Of course, it was ill health that led to Elvis leaving the stage in the middle of his 1977 Baltimore show. It was his tenth stop on a 14-city tour that began in Knoxville, Tennessee, on May 20. A doctor who saw him backstage in Knoxville reported that Elvis was “pale, swollen—he had no stamina.” Two nights later in Largo, Maryland, Elvis threw two microphones to the stage after a sound problem and left the stage briefly for what he called, “nature’s call.”
Elvis Presley’s show in Baltimore on May 29, 1977, will forever be remembered as a heartbreaking night in music history. Despite the ticket scalping and illicit sales, fans eagerly awaited the performance, only to witness an ailing Elvis struggling on stage.
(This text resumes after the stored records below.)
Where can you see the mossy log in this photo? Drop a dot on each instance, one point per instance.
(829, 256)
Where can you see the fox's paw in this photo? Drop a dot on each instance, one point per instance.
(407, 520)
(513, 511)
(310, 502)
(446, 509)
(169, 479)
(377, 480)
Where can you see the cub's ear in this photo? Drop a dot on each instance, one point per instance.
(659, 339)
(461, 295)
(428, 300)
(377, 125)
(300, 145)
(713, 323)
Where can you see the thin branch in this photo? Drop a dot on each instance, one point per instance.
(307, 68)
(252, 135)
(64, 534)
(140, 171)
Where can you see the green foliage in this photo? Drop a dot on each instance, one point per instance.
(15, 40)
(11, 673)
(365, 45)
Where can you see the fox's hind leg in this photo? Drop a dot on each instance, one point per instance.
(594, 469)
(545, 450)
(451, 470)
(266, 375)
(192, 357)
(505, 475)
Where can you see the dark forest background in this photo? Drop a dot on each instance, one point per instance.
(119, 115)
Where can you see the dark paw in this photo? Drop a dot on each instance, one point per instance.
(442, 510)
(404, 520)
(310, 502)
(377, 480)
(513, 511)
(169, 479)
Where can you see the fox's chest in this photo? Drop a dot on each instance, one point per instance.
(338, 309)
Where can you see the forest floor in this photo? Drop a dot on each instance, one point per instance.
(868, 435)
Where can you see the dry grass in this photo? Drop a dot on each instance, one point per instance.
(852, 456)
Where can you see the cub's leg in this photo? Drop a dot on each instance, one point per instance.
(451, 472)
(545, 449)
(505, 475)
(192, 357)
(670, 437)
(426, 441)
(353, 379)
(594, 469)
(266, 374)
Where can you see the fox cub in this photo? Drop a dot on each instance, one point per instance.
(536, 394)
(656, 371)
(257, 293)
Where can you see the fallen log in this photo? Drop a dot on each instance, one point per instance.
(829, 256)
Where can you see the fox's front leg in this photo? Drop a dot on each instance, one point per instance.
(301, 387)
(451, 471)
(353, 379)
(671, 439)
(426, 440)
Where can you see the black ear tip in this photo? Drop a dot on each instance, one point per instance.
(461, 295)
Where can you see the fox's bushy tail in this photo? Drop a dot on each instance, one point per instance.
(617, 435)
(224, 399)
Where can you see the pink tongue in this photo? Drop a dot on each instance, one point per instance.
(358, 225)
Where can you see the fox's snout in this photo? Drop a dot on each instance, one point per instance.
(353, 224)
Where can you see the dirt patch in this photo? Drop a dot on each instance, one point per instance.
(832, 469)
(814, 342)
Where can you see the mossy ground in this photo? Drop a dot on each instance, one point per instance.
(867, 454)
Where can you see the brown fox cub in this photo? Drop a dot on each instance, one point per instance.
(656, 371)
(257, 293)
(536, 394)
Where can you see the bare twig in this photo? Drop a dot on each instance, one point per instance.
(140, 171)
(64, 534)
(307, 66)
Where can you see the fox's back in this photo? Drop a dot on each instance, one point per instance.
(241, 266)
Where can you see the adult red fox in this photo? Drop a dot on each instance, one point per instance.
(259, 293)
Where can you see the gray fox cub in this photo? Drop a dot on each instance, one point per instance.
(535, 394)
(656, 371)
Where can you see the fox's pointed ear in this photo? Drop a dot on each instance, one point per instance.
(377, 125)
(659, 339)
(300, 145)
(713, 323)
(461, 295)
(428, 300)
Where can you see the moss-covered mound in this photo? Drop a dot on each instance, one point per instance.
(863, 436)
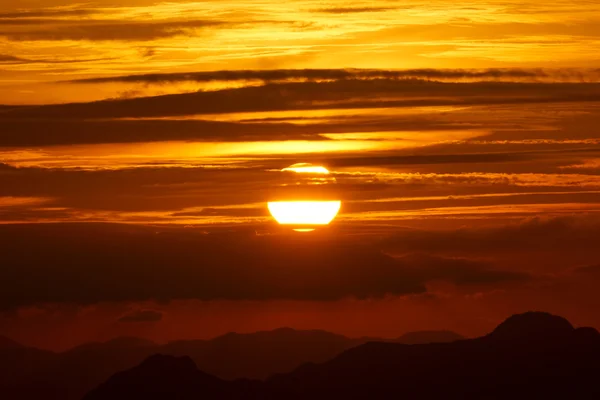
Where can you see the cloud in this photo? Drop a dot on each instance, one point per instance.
(90, 263)
(459, 271)
(141, 316)
(346, 74)
(104, 30)
(23, 133)
(9, 59)
(48, 13)
(347, 94)
(546, 235)
(350, 10)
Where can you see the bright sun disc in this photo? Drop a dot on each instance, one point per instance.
(304, 212)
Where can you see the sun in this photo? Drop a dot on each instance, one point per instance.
(305, 202)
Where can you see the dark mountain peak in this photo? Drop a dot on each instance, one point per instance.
(120, 342)
(587, 334)
(423, 337)
(7, 343)
(284, 333)
(167, 363)
(533, 325)
(129, 341)
(162, 377)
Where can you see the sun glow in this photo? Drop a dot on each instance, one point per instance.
(304, 212)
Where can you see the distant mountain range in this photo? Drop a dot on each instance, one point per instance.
(529, 356)
(29, 373)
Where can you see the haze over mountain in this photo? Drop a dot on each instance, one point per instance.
(25, 372)
(532, 355)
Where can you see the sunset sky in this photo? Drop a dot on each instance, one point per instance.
(139, 142)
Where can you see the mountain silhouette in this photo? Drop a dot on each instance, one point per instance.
(7, 343)
(422, 337)
(27, 373)
(529, 356)
(162, 376)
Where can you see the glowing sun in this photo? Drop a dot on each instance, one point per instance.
(304, 202)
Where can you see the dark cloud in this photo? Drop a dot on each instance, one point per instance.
(349, 10)
(8, 59)
(589, 270)
(107, 30)
(339, 74)
(137, 189)
(459, 271)
(347, 94)
(570, 235)
(142, 316)
(85, 263)
(23, 133)
(48, 13)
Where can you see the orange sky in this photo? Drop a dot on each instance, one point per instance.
(436, 118)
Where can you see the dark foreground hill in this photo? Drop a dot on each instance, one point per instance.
(27, 373)
(529, 356)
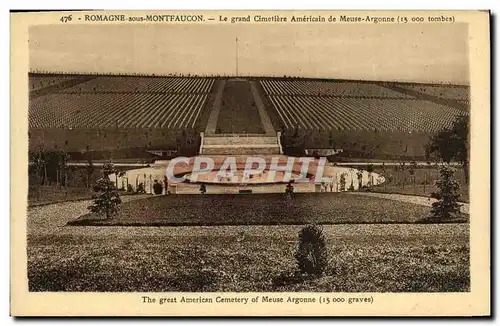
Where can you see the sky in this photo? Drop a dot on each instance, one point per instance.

He walked off midway through the show, leaving his troupe to ad-lib and entertain the bewildered audience. After a thirty-minute hiatus, Elvis returned, apologizing and trying to recoup the crowd’s goodwill. However, the damage was done, and patrons left the venue shaking their heads.
This unforgettable night serves as a poignant reminder of Elvis’s declining health and the toll it took on his performances. Marty Bennett’s honest review contrasted sharply with Earl Arnett’s misleading article, highlighting the contrast between integrity and deception in music journalism.
As an Elvis fan, or even someone fascinated by music history, this concert in Baltimore holds a significant place. It’s a reminder of the vulnerability of our beloved icons and the impact their struggles can have on their art. Though that night may not have been a cherished memory for many, it remains etched in the annals of Elvis Presley’s legendary career.